One of the things I love about Rosh Hashanah, is that it marks the start of a ‘New Year’ without all the pressure of resolutions (the honey cake is good too, but that’s irrelevant). In my book, if you want to lose weight, quit drinking juice from the carton or whatever then you don’t need to wait until the 1st of January to get started.
That being said, I think we all reflect over the last week of December and consider how we can make changes in our lives to make the following year truly super-duper. We always seem to want to share our resolutions too, which means we can’t keep it to ourselves when we break them on week three…oh no, all our friends, family and colleagues will be there to point it out a hundred times over that you’ve already broken that resolution which you were so excited about.
Ken Brand has already written a great post about resolutions, I for one will be joining him in stopping trying to train donkeys into stallions, but what else have I committed myself to?

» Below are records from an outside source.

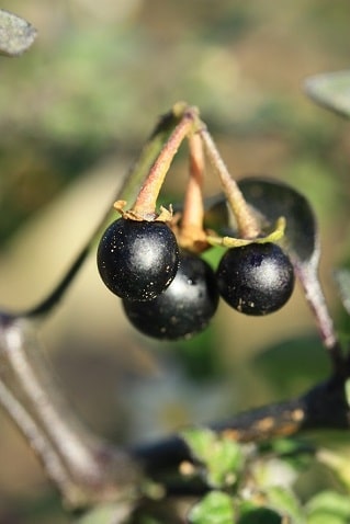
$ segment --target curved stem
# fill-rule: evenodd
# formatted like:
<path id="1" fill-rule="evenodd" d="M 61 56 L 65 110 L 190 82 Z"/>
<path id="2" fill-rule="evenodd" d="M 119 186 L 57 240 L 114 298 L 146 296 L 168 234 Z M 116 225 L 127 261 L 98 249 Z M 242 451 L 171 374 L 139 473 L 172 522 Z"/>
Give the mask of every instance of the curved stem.
<path id="1" fill-rule="evenodd" d="M 74 282 L 77 276 L 80 267 L 87 260 L 91 249 L 93 248 L 97 239 L 101 235 L 102 230 L 105 228 L 105 225 L 111 220 L 113 210 L 113 203 L 115 200 L 121 198 L 129 201 L 136 197 L 139 184 L 146 178 L 150 166 L 155 162 L 155 159 L 159 155 L 159 151 L 163 147 L 165 141 L 167 140 L 169 134 L 173 127 L 178 124 L 180 116 L 177 111 L 177 106 L 169 113 L 165 114 L 154 132 L 151 133 L 149 139 L 146 141 L 139 158 L 134 163 L 132 169 L 126 174 L 122 187 L 113 195 L 111 200 L 111 206 L 106 213 L 100 219 L 98 226 L 94 228 L 90 238 L 82 247 L 72 264 L 68 271 L 64 274 L 63 278 L 54 287 L 54 289 L 38 304 L 30 307 L 23 311 L 14 314 L 14 317 L 24 317 L 24 318 L 41 318 L 47 316 L 54 307 L 57 306 L 58 301 L 64 297 L 70 284 Z M 112 209 L 112 210 L 111 210 Z"/>
<path id="2" fill-rule="evenodd" d="M 23 319 L 0 316 L 0 403 L 72 508 L 133 499 L 138 468 L 71 412 Z"/>
<path id="3" fill-rule="evenodd" d="M 203 228 L 204 203 L 204 152 L 203 143 L 197 133 L 189 137 L 190 176 L 183 198 L 181 225 L 177 233 L 179 244 L 183 249 L 201 252 L 208 247 Z"/>
<path id="4" fill-rule="evenodd" d="M 201 129 L 201 137 L 206 150 L 206 153 L 211 160 L 211 163 L 216 171 L 227 202 L 235 215 L 239 235 L 242 238 L 252 239 L 260 233 L 260 226 L 255 215 L 250 210 L 240 189 L 236 181 L 232 178 L 228 169 L 222 159 L 213 138 L 207 129 Z"/>
<path id="5" fill-rule="evenodd" d="M 173 129 L 168 141 L 153 164 L 149 174 L 139 190 L 135 204 L 133 205 L 133 214 L 147 219 L 156 217 L 156 204 L 163 184 L 165 178 L 169 171 L 173 157 L 182 140 L 189 135 L 193 127 L 193 114 L 188 111 L 183 114 L 180 123 Z"/>

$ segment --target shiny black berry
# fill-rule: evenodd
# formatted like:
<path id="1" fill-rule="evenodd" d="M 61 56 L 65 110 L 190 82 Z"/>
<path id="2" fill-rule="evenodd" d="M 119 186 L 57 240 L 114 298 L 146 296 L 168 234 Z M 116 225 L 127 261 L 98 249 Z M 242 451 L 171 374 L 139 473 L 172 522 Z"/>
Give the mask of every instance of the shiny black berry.
<path id="1" fill-rule="evenodd" d="M 216 271 L 219 294 L 246 315 L 280 309 L 294 288 L 289 257 L 275 243 L 250 243 L 226 251 Z"/>
<path id="2" fill-rule="evenodd" d="M 98 248 L 98 269 L 106 287 L 129 300 L 150 300 L 163 292 L 179 266 L 179 248 L 161 221 L 115 220 Z"/>
<path id="3" fill-rule="evenodd" d="M 156 339 L 188 339 L 202 331 L 216 311 L 218 292 L 211 266 L 194 254 L 180 253 L 177 276 L 157 298 L 123 300 L 131 323 Z"/>

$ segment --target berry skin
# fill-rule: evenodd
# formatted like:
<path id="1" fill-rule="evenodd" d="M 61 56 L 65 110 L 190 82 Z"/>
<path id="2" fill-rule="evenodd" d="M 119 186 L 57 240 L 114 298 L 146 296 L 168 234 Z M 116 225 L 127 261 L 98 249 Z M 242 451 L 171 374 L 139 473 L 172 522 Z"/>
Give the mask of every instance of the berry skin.
<path id="1" fill-rule="evenodd" d="M 212 267 L 199 257 L 180 253 L 177 276 L 157 298 L 123 300 L 131 323 L 142 333 L 162 340 L 189 339 L 202 331 L 216 311 L 218 292 Z"/>
<path id="2" fill-rule="evenodd" d="M 129 300 L 150 300 L 173 280 L 179 248 L 161 221 L 118 218 L 104 231 L 98 248 L 98 269 L 106 287 Z"/>
<path id="3" fill-rule="evenodd" d="M 294 288 L 289 257 L 275 243 L 250 243 L 226 251 L 216 280 L 222 297 L 246 315 L 268 315 L 287 301 Z"/>

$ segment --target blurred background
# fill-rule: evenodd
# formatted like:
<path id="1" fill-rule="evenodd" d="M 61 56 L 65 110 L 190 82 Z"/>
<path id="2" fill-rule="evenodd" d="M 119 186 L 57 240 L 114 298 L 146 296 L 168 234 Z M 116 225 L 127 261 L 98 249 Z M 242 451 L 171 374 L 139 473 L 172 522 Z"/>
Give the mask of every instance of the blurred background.
<path id="1" fill-rule="evenodd" d="M 339 0 L 3 0 L 37 30 L 0 60 L 0 300 L 38 301 L 104 214 L 158 115 L 197 105 L 232 173 L 284 180 L 312 202 L 321 281 L 349 257 L 350 129 L 303 92 L 349 67 L 349 2 Z M 181 200 L 176 159 L 166 197 Z M 207 195 L 219 190 L 208 178 Z M 136 333 L 101 283 L 94 253 L 41 337 L 71 403 L 95 432 L 139 442 L 297 395 L 328 372 L 300 289 L 279 312 L 224 304 L 190 342 Z M 65 523 L 59 500 L 0 417 L 0 523 Z"/>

Well, I’m not making any of the three most common resolutions made in the UK each year…
- Give up smoking.
- Start exercising.
- Resolve to not make resolutions.
Most people will include something to do with their eating habits/exercise regimes in the resolution list. Heck, I’m a woman, I spend all year promising myself ‘the diet starts Monday’, I don’t need to clutter my resolution list with anything health related! In fact, this year I’m making my resolution list strictly business related.
For 2009, I made a long list of things I’m going to do to make my working life more productive and efficient, most of them are very specific to my company so there’s no point publishing them here. But a couple might be useful ideas for you to take on board so I thought I’d share. I emailed my bosses the extensive list so unfortunately I’m going to have to stick with all of them!
- Meet more with my co-workers #IRL (in real life). With all the clever ways we can communicate these days it’s easy to forget what being in a face to face meeting can feel like. I do a lot of mycomms with my colleagues via Skype , email and even Twitter. The stupid thing is that most of the time we’re in the same office! We’re all busy, but sitting down together even for just 15 minutes can be a lot more productive than pinging emails back and forth.
- Give feedback to the right people. I get feedback from agents, users and colleagues every day about Globrix, feedback is invaluable to building a great product. But there’s no point collecting all the feedback and keeping it in a secret stash under your desk, pass on feedback (bad and good) to the relevant people so that it can be implemented/considered as appropriate.
- Keep in contact with those that matter. To me, that’s our agent clients and our users. I’ll be making sure we communicate with them effectively over the next year, I like to think that people see an email fromGlobrix and get excited because they know we’re emailing because of a dandy new feature or because they’re getting a newsletter rammed with helpful info.
- Keep on blogging. When the property market is in the state it is, it can get pretty hard to come up with material for blog posts. Well, I”ll just have to suck it up won’t I? As will you if you if you don’t want your blog to die an untimely death. 😉
- Keep on commenting. Blogging may be hard sometimes, but you can’t really suffer from ‘commenter’s block’. If you’ve been engaged by a post and read it to the end, then chances are you have an opinion about it. It doesn’t take 2 minutes to leave a comment.
Of course the best types of resolutions to make are the easy ones. Ya know, like giving up stuff you don’t actually do. So I’ll add to my list…
- Give up the crack habit, it doesn’t do the complexion any favors.
- Stop signing autographs in public, it’s just crass.
- Write less novels in Latin, not enough people were reading them anyway.